What makes Russel Brand left-wing anyway? He's a misogynist and a conspiracy theorist. Is the left really so weak that it has to find inspiration in the worlds of someone who follows David Icke?

Then again, Galloway had Max Keiser in parliament the other day. ffs.
 
Don't think I'd file the Novara people with Jacobin. They are more radical than that, at least as of now.

Have a listen to their last show, celebrating the election of Bill de Blasio and asking whether Labour will adopt similar tactics for the London mayoral elections ffs! Ignore the pseudo-Autonomist garb, these are posh boys who want books out on Verso and jobs in academia.
 
Really enjoying the 2nd half:

Because they are petit-bourgeois to the core, the members of the Vampires’ Castle are intensely competitive, but this is repressed in the passive aggressive manner typical of the bourgeoisie. What holds them together is not solidarity, but mutual fear – the fear that they will be the next one to be outed, exposed,
 
That's the context - but the context is not the claim entire. That his public behaviour is a matter best dealt with privately is.
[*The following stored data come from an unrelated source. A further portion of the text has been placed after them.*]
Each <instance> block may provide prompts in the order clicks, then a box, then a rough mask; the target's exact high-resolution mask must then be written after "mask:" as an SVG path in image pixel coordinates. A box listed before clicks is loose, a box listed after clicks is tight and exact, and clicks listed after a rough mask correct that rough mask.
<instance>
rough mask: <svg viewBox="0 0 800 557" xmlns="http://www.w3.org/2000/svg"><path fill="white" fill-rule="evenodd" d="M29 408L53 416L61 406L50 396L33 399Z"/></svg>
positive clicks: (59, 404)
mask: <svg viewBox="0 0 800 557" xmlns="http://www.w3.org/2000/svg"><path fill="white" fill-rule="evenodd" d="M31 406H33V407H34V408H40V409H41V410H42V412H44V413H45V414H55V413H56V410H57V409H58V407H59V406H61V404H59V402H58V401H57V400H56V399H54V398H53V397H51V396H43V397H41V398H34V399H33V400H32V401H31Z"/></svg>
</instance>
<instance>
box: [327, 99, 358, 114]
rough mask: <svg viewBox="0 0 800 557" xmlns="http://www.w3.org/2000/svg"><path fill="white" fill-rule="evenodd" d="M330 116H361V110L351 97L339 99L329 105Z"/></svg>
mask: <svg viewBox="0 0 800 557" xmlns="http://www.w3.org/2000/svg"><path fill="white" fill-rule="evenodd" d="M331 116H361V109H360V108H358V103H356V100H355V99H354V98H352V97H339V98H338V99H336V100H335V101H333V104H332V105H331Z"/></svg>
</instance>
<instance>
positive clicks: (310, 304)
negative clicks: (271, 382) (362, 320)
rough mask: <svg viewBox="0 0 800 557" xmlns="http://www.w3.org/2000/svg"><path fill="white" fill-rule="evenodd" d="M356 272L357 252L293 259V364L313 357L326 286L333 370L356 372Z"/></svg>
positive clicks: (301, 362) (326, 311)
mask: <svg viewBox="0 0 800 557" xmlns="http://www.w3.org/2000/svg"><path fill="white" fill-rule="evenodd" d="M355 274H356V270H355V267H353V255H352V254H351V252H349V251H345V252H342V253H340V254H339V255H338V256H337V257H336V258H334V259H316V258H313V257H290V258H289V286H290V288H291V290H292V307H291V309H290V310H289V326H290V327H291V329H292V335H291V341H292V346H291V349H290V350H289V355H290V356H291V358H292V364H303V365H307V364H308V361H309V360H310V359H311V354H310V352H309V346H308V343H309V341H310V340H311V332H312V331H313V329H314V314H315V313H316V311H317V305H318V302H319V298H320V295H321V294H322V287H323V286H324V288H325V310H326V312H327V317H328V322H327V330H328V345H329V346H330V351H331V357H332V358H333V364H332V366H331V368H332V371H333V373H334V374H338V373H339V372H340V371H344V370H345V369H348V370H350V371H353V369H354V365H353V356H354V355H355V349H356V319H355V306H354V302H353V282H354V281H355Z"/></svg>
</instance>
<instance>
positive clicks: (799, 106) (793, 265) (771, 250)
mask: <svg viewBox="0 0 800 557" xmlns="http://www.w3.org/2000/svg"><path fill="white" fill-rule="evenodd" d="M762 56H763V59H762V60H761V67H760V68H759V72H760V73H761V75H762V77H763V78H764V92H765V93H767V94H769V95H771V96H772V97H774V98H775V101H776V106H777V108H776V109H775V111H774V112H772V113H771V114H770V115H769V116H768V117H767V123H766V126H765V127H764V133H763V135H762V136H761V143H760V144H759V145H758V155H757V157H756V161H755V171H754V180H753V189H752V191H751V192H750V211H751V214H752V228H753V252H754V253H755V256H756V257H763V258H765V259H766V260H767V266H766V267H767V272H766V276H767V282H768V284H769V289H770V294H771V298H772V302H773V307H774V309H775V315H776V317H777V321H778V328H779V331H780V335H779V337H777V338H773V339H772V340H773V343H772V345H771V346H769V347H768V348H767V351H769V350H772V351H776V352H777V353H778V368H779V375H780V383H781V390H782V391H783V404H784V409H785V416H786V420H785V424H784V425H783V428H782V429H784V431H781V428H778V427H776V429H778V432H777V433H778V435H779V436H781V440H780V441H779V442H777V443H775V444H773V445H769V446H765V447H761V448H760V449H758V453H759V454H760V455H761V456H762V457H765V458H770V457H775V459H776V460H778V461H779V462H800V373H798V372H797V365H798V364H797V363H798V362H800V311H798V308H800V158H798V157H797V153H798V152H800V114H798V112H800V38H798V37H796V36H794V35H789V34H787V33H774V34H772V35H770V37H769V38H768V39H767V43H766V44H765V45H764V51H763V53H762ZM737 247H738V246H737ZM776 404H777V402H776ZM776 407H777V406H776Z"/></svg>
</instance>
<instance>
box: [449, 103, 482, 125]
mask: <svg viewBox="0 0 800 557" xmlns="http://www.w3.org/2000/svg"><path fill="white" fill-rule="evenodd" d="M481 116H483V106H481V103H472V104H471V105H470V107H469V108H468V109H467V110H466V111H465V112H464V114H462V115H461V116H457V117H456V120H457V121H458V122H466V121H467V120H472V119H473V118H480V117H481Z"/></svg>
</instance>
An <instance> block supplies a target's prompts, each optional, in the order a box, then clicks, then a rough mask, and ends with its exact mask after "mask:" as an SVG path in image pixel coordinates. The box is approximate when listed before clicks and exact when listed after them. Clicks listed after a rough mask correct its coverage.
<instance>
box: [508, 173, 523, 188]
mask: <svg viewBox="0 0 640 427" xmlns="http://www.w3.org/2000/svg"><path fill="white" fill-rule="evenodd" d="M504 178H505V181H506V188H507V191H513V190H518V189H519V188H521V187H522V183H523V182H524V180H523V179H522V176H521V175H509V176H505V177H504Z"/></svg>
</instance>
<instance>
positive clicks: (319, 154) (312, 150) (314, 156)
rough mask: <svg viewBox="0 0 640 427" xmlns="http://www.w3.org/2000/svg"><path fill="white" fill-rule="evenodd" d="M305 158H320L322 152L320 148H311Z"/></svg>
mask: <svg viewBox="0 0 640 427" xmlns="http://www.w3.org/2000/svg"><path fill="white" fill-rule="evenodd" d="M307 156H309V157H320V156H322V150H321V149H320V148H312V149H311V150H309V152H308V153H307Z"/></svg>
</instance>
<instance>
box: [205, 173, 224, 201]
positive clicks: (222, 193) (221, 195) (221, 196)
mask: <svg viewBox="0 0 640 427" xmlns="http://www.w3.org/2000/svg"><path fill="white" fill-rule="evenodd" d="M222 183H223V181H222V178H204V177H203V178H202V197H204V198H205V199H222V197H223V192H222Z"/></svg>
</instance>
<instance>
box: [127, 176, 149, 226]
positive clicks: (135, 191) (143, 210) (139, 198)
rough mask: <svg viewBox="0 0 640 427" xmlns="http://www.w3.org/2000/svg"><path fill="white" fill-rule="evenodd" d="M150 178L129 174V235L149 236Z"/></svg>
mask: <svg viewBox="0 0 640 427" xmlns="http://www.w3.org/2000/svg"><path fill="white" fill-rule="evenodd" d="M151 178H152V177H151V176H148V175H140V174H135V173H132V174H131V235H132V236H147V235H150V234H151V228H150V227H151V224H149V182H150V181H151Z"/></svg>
If we are going to get past the twitter specifics, its probably best to get past the Brand specifics too. As a general rule, starting by raising dodgy opinions privately and respectfully rather than going straight to public denunciation is a reasonable approach, if your goal isn't actually about policing the boundaries of the in group.

But I do think that the twitter/Brand specifics are quite useful to look at, because the response was particularly intense and reached particularly bizarre conclusions.
 
Now we get to it:

But the problem with neo-anarchism is that it unthinkingly reflects this historical moment rather than offering any escape from it. It forgets, or perhaps is genuinely unaware of, the Labour Party’s role in nationalising major industries and utilities or founding the National Health Service. Neo-anarchists will assert that ‘parliamentary politics never changed anything’, or the ‘Labour Party was always useless’ while attending protests about the NHS, or retweeting complaints about the dismantling of what remains of the welfare state. There’s a strange implicit rule here: it’s OK to protest against what parliament has done, but it’s not alright to enter into parliament or the mass media to attempt to engineer change from there.

Note the lack of escape offered via people assemblies.